Zurückgeblieben ist unter anderem auch das begierden- und gefühlsmäßige Hängen am Nationalen; das Hängen am Nationalen, das chauvinistische Drängen zum Nationalen, das ist der zurückgebliebene Rest desjenigen, was in alten Zeiten eben in ganz anderen Verhältnissen gedacht werden konnte [...] Was drückt sich aus in dem nationalen Pathos? [...] Was lebt darinnen? Genau dasselbe, was im Sexuellen lebt - nur im Sexuellen auf andere Weise, im nationalen Pathos wiederum auf andere Weise. Es ist der sexuelle Mensch, der sich auslebt durch diese zwei verschiedenen Pole. Chauvinistisch sein - könnte man sagen - ist nichts anderes als: gruppenmäßig Sexualität entwickeln [...] Wo die sexuellen Essenzen in dem, was sie zurückgelassen haben, die Menschen mehr ergreifen, da ist mehr nationaler Chauvinismus vorhanden, denn es ist dieselbe Kraft, die in der Fortpflanzung liegt, die auch im nationalen Pathos sich äußert. Daher ist der Schlachtruf von der sogenannten Freiheit der Völker oder der Nationen etwas, was durchaus richtig erst betrachtet wird in seinen intimeren Zusammenhängen, wenn man - aber mit vornehmem Sinn selbstverständlich - sagen würde: Der Ruf nach Wiederherstellung des Nationalen im Lichte eines sexuellen Problems. Daß das sexuelle Problem in einer ganz besonderen Form heute über die Erde hin verkündet wird, ohne daß die Leute eine Ahnung haben, wie aus ihrem Unterbewußtsein das Sexuelle in die Worte sich kleidet: Freiheit der Völker, das ist dasjenige, was als ein Geheimnis der Zeitimpulse angesehen werden muß [...] Solche Wahrheiten dürfen in unserer Gegenwart nicht mehr hinter Schloß und Riegel gehalten werden.

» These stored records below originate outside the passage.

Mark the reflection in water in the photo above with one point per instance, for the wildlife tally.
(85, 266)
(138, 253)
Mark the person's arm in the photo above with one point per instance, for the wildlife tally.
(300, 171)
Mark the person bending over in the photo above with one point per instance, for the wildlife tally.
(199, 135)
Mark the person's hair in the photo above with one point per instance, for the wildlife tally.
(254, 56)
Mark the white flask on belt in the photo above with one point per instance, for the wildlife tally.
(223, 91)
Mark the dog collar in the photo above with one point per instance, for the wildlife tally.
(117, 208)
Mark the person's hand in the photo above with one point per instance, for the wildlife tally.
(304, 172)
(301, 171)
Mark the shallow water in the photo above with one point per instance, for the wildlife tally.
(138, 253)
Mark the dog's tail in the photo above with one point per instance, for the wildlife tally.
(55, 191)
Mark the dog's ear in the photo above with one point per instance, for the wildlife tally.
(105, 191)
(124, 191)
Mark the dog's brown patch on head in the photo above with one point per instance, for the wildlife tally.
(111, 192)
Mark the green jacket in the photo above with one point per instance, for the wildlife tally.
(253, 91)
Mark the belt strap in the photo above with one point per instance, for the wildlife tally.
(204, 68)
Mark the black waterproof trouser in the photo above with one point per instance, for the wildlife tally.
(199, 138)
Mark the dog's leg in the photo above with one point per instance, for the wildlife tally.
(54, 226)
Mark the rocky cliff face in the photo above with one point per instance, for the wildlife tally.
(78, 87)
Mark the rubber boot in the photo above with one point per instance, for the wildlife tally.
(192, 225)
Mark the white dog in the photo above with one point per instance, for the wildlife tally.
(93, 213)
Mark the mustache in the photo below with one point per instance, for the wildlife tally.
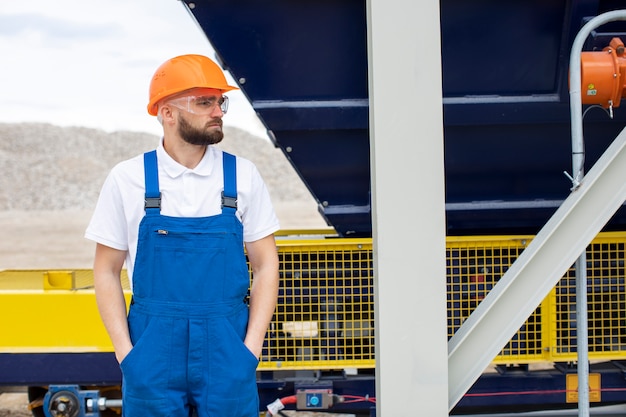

Es konnte eine alte Zeit von Nationen sprechen, als man die Nationen so vorstellte, daß die eine Nation ihren Schutzgeist im Orion, die andere in einem andern Stern hatte, und man wußte: man werde sich nach den Sternenkonstellationen regeln. Da appellierte man gewissermaßen an die Himmelsordnung. Heute, wo solche Himmelsordnung nicht vorhanden ist, da ist das Appellieren an das bloß Nationale, das chauvinistische Appellieren an das bloß Nationale, also das Geltendmachen eines im eminentesten Sinne Psychisch-Sexuellen, ein zurückgebliebener luziferischer Impuls.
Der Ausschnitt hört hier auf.